The IEA noted that net-zero means a huge decline in the use of fossil fuels. They fall from almost four fifths of the total energy supply today to slightly over one fifth by 2050.

Fossil fuels that remain in 2050 are used in goods where the carbon is embodied in the product, such as plastics.

Electricity accounts for almost 50% of total energy consumption in 2050. It plays a key role across all sectors—from transport and buildings to industry—and is essential to produce low-emission fuels such as hydrogen. To achieve this, total electricity generation increases over two and a half times between today and 2050.

These are not just academic findings but scenarios and decisions that are being played out today.

Already, BP PLC, the parent company of bpTT, has said that it intends to sell off some of its fossil fuel assets and to invest in becoming an integrated energy company led by renewables.

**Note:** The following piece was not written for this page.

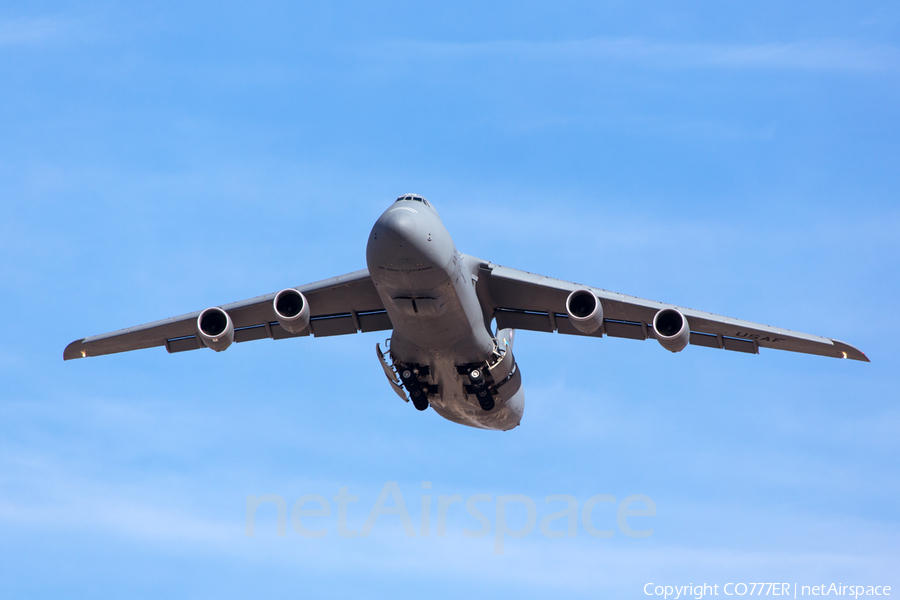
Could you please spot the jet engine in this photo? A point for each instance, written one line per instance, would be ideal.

While there has been no statement on its T&T asset, it is not inconceivable that the company could exit this country and the dislocation it will cause will not be too pretty.

For years, bpTT has had limited exploration going, just enough to maintain its production. With the massive cuts in BP PLC’s international exploration budget, it is difficult to imagine how this will not negatively impact the company here, including its production of hydrocarbons.

Will BP, for example, be interested in investing in smaller fields, as we have in T&T, when its position is only high-value fossil fuel targets and mainly renewables?

When we spend time as a country arguing about what event led to the spike of the COVID-19 virus, it is a good distraction from being forced to think and articulate a strategy to emerge from the lockdowns.

It is a smoke-screen, an attempt almost to keep the society stoned so we hide the fact that a year later, we are almost imprisoned in a country whose official borders remain closed while its unofficial borders are available for whoever can get here on the first pirogue.

The world’s largest oil and gas company, Exxon Mobil, is having a major board fight as funds that invest in the company are demanding changes at the board level to reflect a new focus on climate change and transition to renewables.

California has just agreed with the US government to have major wind farms offshore. As the CEO of BP said, we cannot fight gravity.

Therefore, holding on with our fingernails to oil and gas prices will get us nowhere. We need to simply get on with it. Get on with the work of economic transformation, get on with the work of fighting the pandemic, get on with the work of finding vaccines.

Because at the end of the day, no one will care who built the hospitals if quality healthcare is not available.

No one will care if it means the students who are set to write SEA live in a country that never heeded the warning signs and found itself ill-prepared when change comes knocking.

Curtis Williams is conflicted why who built a hospital is so important in a time of national crisis with hundreds dead and an economy breached?